Athena’s eyes narrowed. “Oh. That bastard.”
Athena’s anger was almost a physical force, and for a moment, Ryan wondered if he’d have to remind her to stick to the plan. She shook her head, clearing it. “Go,” she snapped.
Horus broke from the cover of the shield, running across the street. He continued to fire his gun in short bursts, keeping the pressure on the super-soldiers. Anansi broke in the other direction, hurling a glowing orb just behind the enemy.
The soldiers pushed forward into the street milliseconds before it detonated, rattling windows and sending streams of colored sparks flying in all directions. The leader cursed. “Take them down!”
“Dianmu!” Ryan shouted, but he didn’t need to. The thunder goddess was already gripping threads of reality, twisting to create a barrier of flowing air in front of Athena’s shield. A burst of flame washed over the top of the shield, deflected by the sudden wind, and lightning strikes fizzled against it. Ryan’s heart was racing. If she’d been a second slower, they might have lost Athena.
He twisted and slammed his equations into the ground. A fissure line raced through the asphalt. It encircled the super-soldiers and detonated behind them. He didn’t put much force into it, so while it was flashy and loud, it was ultimately low impact.
It served its intended purpose, though, forcing the soldiers further forward and together.
“Damnit, Evans, we’re getting overwhelmed,” Andrew Palmer snapped.

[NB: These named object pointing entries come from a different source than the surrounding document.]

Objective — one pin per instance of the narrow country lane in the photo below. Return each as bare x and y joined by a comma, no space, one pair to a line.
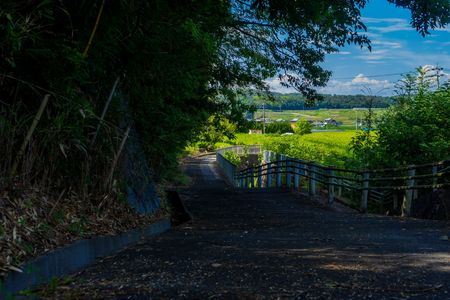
275,245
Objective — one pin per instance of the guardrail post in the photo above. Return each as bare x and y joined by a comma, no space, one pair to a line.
434,172
260,176
365,192
297,167
330,174
407,200
312,179
266,156
269,175
279,164
288,172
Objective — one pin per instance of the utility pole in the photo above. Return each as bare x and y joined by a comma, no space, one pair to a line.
264,119
437,74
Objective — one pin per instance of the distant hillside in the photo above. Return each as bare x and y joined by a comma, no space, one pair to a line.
297,101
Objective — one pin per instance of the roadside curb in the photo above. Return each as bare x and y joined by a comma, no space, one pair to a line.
72,258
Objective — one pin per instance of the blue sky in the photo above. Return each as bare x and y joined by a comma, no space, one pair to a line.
396,48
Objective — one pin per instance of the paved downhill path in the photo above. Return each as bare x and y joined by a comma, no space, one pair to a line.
254,245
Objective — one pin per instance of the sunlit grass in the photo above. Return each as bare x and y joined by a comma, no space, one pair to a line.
332,148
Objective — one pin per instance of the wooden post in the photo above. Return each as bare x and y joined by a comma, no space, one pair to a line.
288,172
269,174
435,178
330,174
297,175
365,192
312,180
409,193
279,164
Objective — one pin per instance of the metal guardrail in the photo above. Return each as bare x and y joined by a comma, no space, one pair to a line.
370,186
228,168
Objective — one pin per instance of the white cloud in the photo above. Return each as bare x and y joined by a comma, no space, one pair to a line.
359,84
387,44
376,55
385,25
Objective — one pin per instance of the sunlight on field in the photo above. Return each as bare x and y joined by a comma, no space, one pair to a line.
346,116
330,148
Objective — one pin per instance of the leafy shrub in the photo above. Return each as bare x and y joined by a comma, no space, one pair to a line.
303,127
278,127
413,131
233,157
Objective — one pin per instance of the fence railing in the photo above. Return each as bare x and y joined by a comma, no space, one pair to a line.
395,186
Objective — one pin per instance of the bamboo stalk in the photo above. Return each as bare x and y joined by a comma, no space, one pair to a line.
29,134
105,109
94,30
116,158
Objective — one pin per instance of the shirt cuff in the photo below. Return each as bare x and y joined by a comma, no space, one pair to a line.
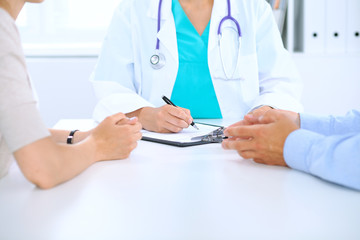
319,124
298,147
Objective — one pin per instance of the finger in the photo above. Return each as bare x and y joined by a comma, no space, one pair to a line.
259,160
248,154
133,120
252,119
179,113
240,123
169,127
187,111
239,145
241,131
270,116
115,118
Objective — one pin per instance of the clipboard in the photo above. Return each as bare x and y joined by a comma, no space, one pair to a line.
207,134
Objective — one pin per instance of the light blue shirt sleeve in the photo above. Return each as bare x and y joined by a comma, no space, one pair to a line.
330,125
327,147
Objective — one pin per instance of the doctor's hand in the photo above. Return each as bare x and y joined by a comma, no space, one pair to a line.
264,139
115,137
165,119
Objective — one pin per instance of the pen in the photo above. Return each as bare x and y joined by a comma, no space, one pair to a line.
168,101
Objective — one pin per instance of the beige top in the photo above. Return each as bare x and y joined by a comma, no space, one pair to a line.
20,121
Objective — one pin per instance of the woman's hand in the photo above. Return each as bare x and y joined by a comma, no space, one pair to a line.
115,137
165,119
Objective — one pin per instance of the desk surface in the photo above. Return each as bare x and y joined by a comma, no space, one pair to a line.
165,192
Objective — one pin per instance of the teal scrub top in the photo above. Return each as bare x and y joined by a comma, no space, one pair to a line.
193,87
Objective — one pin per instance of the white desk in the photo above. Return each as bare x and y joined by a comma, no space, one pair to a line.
164,192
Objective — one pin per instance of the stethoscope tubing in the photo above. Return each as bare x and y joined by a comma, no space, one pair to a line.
157,60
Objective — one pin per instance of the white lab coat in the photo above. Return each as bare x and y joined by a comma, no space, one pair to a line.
124,81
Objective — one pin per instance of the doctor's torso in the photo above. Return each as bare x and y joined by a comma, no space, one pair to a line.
131,41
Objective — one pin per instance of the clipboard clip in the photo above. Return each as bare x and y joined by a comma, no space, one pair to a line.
215,136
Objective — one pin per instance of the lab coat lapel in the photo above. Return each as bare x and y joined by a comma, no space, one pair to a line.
219,11
167,33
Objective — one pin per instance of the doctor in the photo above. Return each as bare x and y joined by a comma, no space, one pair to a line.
215,58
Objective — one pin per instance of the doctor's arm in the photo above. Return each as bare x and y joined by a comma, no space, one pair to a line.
117,79
280,85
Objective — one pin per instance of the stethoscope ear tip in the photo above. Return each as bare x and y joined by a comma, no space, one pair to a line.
157,61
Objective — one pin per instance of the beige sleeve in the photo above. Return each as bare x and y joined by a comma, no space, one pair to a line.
20,121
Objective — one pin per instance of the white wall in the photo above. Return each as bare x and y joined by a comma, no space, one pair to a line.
63,87
332,85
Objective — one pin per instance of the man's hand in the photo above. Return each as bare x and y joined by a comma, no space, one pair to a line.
262,138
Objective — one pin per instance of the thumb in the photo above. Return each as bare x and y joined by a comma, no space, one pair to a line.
117,117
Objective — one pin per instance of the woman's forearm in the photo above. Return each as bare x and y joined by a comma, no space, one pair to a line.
60,136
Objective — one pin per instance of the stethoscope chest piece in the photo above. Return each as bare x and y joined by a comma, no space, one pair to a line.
157,60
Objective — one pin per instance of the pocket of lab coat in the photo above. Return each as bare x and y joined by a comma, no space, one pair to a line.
246,68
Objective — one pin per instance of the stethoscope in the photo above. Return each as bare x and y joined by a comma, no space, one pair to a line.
157,60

“No. We’re not.” Evans sent his own twist into the ground and turned the asphalt beneath his feet to steel. It rose around them, forming a barrier with convenient firing slits.
That has to be draining, Ryan thought. Using a single twist to both reshape matter and change its state took a ton of energy.
Horus’s gun clicked empty, and he tossed it aside and sprang to the roof of a nearby house. He pulled another gun from his nanoverse mid-flight and opened fire from this new vantage point, allowed him to shoot over the steel wall.
Diane Munoz whirled to face Horus, sending a high-pressure shockwave toward him. It dispersed his automatic shotgun fire but only sent him staggering back a few steps.
“The primary target is hugging the ground like a little bitch,” she snarled.
“Right. We’ll handle that in a second. Take out the shooter,” Evans said.
They started to twist, and Ryan saw that they were grabbing onto equations for gravity and - oh no. “Horus, look out!” Ryan screamed.
Horus had started to create his own barrier, but when he heard the warning, he leapt into the air, turning into a falcon and gaining altitude. Where he had been standing, a perfect sphere was ripped out of the roofing materials and condensed into a ball only a couple inches across.
Horus flapped harder, but he’d stopped moving away and was sliding backwards towards that center point.